DFlash/speculative decode: z-lab/Qwen3.6-27B-DFlash is gated on Hugging Face and could not be tested without access.
Generic MTP/draft: Qwen3-0.6B-MLX-4bit as draft model failed — tokenizer mismatch (Draft model tokenizer does not match model tokenizer).
mlx-lm server KV bits: mlx_lm.server does not accept --kv-bits; KV quantization can only be tested through mlx_lm.generate or optiq serve.

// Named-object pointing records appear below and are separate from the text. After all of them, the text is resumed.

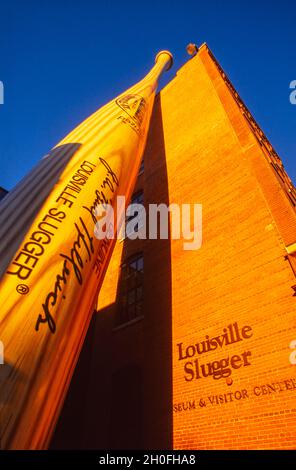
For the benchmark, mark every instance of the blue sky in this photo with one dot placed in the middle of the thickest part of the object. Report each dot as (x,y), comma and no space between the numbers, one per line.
(61,60)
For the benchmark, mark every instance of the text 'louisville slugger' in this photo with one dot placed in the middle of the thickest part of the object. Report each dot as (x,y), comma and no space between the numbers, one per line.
(53,265)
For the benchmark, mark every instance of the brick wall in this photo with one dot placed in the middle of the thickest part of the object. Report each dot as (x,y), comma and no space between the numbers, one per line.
(201,149)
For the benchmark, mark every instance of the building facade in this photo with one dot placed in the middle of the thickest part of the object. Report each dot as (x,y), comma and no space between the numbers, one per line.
(195,349)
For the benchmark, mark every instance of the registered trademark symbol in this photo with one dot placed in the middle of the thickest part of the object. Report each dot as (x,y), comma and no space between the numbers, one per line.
(22,289)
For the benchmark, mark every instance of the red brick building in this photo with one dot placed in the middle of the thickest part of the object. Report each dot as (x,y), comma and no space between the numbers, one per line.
(192,349)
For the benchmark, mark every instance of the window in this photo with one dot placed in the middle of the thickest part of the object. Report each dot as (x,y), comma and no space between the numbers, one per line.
(131,289)
(141,169)
(137,198)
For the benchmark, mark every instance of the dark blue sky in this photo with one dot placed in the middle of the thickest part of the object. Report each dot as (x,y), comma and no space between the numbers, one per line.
(61,60)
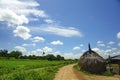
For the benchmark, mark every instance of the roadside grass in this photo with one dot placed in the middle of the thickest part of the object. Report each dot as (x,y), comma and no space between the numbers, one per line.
(29,69)
(106,73)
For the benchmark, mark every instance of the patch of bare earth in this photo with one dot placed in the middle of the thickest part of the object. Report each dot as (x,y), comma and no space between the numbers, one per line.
(69,73)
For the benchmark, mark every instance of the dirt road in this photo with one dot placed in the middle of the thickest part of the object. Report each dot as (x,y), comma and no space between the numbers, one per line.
(68,73)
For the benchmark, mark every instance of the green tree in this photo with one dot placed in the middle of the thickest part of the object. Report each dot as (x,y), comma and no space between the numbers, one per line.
(16,54)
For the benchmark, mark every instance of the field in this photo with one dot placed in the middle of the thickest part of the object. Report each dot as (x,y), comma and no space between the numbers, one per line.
(29,69)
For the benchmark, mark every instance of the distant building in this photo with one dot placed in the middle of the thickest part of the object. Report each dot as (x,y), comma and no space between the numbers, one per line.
(115,60)
(92,62)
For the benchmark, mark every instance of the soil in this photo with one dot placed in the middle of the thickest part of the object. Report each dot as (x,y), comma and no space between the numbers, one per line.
(69,73)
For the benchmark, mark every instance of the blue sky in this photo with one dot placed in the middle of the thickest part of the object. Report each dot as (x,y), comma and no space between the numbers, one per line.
(62,27)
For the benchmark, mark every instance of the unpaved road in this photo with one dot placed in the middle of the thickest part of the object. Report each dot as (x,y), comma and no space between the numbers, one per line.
(69,73)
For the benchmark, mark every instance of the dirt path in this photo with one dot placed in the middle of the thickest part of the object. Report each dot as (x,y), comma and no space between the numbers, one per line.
(68,73)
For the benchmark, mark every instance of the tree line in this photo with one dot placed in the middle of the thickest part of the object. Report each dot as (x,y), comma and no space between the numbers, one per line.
(19,55)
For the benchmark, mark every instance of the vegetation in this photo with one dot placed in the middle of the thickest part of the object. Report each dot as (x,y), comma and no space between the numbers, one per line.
(106,73)
(19,69)
(18,55)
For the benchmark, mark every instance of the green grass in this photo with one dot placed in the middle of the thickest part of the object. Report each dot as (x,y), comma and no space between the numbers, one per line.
(29,69)
(106,73)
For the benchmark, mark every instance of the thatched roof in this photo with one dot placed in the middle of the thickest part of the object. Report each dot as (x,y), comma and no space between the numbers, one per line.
(92,61)
(115,59)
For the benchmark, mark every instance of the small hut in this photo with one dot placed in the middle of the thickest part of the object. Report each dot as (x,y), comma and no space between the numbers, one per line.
(115,60)
(92,62)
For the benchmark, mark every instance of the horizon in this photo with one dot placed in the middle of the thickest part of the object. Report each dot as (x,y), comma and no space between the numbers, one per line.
(57,27)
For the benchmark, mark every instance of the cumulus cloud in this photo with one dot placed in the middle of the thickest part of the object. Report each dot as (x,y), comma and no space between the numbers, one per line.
(18,12)
(38,39)
(47,49)
(49,21)
(100,43)
(20,48)
(71,55)
(57,42)
(25,45)
(118,35)
(76,48)
(12,18)
(22,32)
(119,44)
(58,30)
(111,43)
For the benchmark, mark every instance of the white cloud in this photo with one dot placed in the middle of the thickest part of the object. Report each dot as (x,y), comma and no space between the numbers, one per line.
(18,12)
(118,35)
(57,42)
(19,48)
(12,18)
(29,44)
(22,32)
(76,48)
(38,39)
(118,44)
(49,21)
(100,43)
(47,49)
(57,30)
(71,55)
(111,43)
(81,45)
(103,53)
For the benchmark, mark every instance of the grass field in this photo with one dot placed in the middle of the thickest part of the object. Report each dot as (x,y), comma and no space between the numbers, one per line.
(29,69)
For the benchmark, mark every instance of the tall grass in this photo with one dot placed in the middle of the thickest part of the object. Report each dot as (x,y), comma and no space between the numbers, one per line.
(29,69)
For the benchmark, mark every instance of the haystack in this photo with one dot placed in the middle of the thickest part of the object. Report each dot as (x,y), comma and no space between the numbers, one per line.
(92,62)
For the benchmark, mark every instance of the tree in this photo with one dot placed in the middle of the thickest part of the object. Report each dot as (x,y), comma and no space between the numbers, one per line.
(16,54)
(59,57)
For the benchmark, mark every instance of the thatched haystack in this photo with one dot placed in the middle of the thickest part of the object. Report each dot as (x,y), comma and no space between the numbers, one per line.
(92,62)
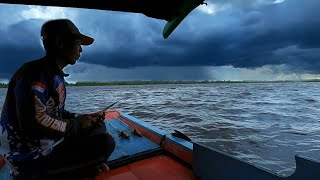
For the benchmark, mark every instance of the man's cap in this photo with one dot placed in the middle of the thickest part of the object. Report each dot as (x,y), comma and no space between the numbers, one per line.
(63,27)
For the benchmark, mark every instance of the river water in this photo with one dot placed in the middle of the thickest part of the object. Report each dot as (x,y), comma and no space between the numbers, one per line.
(262,123)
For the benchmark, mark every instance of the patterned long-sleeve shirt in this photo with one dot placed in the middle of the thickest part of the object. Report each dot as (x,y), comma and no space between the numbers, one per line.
(33,113)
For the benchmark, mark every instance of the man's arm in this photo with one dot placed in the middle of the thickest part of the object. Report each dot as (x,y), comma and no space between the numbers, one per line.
(51,127)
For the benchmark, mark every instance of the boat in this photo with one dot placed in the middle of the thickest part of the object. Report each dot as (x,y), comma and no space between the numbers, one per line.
(146,152)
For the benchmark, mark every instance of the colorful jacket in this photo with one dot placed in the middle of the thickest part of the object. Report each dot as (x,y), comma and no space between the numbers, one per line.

oMLX concurrency (High Power)

oMLX 27B-4bit with continuous batching in High Power:

Concurrent requests	Aggregate tok/s	Per-request tok/s
1	17.28	17.31
2	21.87	10.94 / 10.97
4	30.53	7.63–7.69

Concurrency helps aggregate throughput but per-request speed drops. The 35B-A3B MoE scales much better (see main benchmark).

Recommendation

Use case	Best config	High Power speed
Short/medium text-only serving	OptiQ serve fp16 KV	~22 tok/s wall
Ollama-compatible agents	`qwen3.6:27b-coding-nvfp4`	~18–25 eval tok/s (first run peak)
Pi/oMLX integration + concurrency	oMLX `Qwen3.6-27B-4bit`	~13–15 wall tok/s
Long-context agent sessions	No clear winner	2–10 wall tok/s depending on config

The original "no path reaches 15–20 tok/s" conclusion was true for Low Power mode. In High Power, OptiQ serve and Ollama coding NVFP4 both reach the target for short/medium turns. The next real improvement for 27B dense would be authenticated DFlash/speculative decoding, which remains untested due to the gated model.

Context

For the broader benchmark including MoE models (Qwen3.6-35B-A3B, Gemma 4, DeepSeek V4 Flash) and concurrency behavior, see Local LLM inference on an M4 Max 128GB.